Um dos momentos mais difíceis foi a morte de colega que o acompanhava
Johnatan Claudino, de 30 anos, que usa o codinome “Catarina”, decidiu deixar o Brasil e se voluntariar para a guerra na Ucrânia. O ex-morador de Imbituba, que embarcou em 2024, conta que a rotina é marcada por alerta constante, mudanças rápidas no cenário e sono prejudicado.
“Quando você está em missão, a rotina tende a ser muito estressante.

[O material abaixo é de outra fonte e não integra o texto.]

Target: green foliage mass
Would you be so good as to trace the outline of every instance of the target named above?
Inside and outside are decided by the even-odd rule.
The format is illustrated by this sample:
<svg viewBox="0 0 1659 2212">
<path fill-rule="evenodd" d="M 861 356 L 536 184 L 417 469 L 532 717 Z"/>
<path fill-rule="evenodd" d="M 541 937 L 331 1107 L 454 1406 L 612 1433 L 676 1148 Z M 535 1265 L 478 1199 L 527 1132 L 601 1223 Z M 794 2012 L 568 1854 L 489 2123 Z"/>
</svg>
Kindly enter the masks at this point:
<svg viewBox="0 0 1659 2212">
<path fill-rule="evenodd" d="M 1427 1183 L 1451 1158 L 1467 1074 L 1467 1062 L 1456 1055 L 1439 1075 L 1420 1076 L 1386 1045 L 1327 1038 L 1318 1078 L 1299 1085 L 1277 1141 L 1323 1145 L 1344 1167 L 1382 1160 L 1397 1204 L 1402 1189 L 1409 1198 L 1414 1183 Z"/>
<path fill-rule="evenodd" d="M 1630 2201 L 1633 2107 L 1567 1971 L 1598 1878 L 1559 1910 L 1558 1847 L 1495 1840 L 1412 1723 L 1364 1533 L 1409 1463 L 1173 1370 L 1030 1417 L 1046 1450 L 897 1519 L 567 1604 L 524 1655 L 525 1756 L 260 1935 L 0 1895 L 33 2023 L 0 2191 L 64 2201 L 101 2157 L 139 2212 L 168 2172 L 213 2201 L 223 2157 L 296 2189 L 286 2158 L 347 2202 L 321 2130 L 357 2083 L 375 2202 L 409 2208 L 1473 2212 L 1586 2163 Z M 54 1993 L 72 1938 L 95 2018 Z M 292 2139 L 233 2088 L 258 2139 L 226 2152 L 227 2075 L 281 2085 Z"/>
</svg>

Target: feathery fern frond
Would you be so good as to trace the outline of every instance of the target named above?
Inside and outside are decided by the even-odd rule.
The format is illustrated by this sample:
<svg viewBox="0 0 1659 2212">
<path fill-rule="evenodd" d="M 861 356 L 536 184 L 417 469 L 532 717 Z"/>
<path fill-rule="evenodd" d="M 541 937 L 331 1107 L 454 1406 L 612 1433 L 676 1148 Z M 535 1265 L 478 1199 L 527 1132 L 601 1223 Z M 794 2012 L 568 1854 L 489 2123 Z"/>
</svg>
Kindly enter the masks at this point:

Você nunca sabe o que te espera e o que irá acontecer; tudo muda muito rápido”, contou em entrevista ao portal A Hora.
Desde a infância afirmou que tinha o sonho de seguir a carreira militar e “buscar experiências militantes”. Porém, em 2023, ao acompanhar relatos de violência contra a população ucraniana, o conflito despertou seu interesse.
Comunicar a decisão à família foi um dos momentos mais difíceis. Ele diz que, no início, os parentes não aceitaram a ideia de vê-lo partir com risco real de não retornar. “A guerra é como um filho no CTI: você não sabe como vai voltar e se vai voltar”, pontuou.

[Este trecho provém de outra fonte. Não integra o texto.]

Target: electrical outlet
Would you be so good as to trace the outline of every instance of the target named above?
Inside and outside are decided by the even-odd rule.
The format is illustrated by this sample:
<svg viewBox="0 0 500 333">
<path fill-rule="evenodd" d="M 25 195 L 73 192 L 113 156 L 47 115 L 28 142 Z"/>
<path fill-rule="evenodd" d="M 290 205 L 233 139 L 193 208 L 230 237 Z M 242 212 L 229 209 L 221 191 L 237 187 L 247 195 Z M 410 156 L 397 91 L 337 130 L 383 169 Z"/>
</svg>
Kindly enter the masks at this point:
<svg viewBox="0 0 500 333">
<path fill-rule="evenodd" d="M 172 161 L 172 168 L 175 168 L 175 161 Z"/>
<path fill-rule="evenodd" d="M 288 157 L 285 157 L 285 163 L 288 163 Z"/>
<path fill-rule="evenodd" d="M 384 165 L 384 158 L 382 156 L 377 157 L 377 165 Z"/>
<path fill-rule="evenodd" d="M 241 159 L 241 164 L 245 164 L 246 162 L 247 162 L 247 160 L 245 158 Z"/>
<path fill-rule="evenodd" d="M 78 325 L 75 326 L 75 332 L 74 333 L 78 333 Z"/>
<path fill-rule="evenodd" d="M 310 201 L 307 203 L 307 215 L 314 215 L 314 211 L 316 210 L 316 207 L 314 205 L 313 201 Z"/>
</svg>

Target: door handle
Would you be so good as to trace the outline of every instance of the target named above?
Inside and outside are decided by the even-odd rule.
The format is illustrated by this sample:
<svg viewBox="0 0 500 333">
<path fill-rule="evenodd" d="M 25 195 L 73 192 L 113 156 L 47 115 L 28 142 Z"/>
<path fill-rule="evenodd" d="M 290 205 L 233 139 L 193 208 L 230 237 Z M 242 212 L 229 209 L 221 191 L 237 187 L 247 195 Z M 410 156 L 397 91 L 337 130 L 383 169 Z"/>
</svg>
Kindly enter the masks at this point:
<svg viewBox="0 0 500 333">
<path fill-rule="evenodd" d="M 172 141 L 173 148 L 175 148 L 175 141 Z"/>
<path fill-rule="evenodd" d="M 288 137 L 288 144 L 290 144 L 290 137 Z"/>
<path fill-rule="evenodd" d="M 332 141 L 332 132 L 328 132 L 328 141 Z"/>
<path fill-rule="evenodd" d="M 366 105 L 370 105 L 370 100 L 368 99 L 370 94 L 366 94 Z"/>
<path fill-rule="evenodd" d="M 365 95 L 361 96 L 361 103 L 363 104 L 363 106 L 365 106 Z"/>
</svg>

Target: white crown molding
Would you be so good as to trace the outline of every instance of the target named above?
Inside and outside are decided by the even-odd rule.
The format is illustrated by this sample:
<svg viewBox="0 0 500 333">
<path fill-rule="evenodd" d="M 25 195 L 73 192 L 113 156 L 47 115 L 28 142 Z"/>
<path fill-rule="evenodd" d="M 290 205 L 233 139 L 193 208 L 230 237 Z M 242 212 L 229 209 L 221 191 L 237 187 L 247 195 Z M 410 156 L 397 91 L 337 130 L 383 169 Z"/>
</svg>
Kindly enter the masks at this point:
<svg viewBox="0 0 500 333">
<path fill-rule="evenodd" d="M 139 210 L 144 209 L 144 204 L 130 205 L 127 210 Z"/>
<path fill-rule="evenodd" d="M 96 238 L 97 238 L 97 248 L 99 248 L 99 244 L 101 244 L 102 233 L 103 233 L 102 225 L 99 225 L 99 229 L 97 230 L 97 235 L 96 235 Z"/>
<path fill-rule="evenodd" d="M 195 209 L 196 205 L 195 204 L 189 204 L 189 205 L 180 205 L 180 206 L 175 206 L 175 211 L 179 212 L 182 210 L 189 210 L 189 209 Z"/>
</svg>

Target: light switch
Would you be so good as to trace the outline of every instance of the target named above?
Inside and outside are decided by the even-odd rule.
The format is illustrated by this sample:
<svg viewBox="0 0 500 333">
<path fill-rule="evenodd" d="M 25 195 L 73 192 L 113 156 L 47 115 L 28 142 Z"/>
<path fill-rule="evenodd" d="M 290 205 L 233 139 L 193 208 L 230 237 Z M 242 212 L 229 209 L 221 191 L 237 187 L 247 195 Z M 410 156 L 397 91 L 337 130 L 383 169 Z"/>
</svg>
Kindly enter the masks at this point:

Ele lembra do medo excessivo nas primeiras experiências, com sirenes, correria para abrigos e ataques próximos, mas que, com o tempo, a mente “acostuma”, porque a tensão passa a fazer parte do dia a dia.
Questionado sobre o episódio mais duro desde que chegou ao país, Johnatan menciona a morte de um colega que estava com ele desde o começo. Entre as coisas que mais o surpreenderam, ele menciona o acolhimento do povo ucraniano. “O povo é acolhedor, educado e grato por estarmos ali ajudando e combatendo lado a lado”, afirmou.
Ao mesmo tempo, diz que o cenário visto nas ruas é mais devastador do que o que costumava acompanhar à distância: “Cidades destruídas, pessoas vivendo em alojamentos sem seus lares, cidades inteiras dizimadas”.
Frio e saudade
Johnatan diz que quando pensa em Imbituba, o que mais sente falta é da família e das pequenas rotinas. “Do almoço de domingo, da comida caseira da mãe, do calor do nosso verão”. Além disso, a saudade aumenta diante das condições climáticas. “Estamos em um inverno tenebroso, com -20°C”, comenta. Para ele, a experiência mudou sua forma de enxergar o cotidiano. “Foi na guerra que aprendi o valor da vida”, disse, ao citar que passou a valorizar mais a família, os amigos e a fé.
O pedido de Johnatan é para que as pessoas evitem julgar os que decidem se voluntariar. “A guerra é sofrimento para todas as idades. Viemos aqui com propósito e princípios. As pessoas deveriam respeitar a decisão dos combatentes que vêm ajudar”, reforça.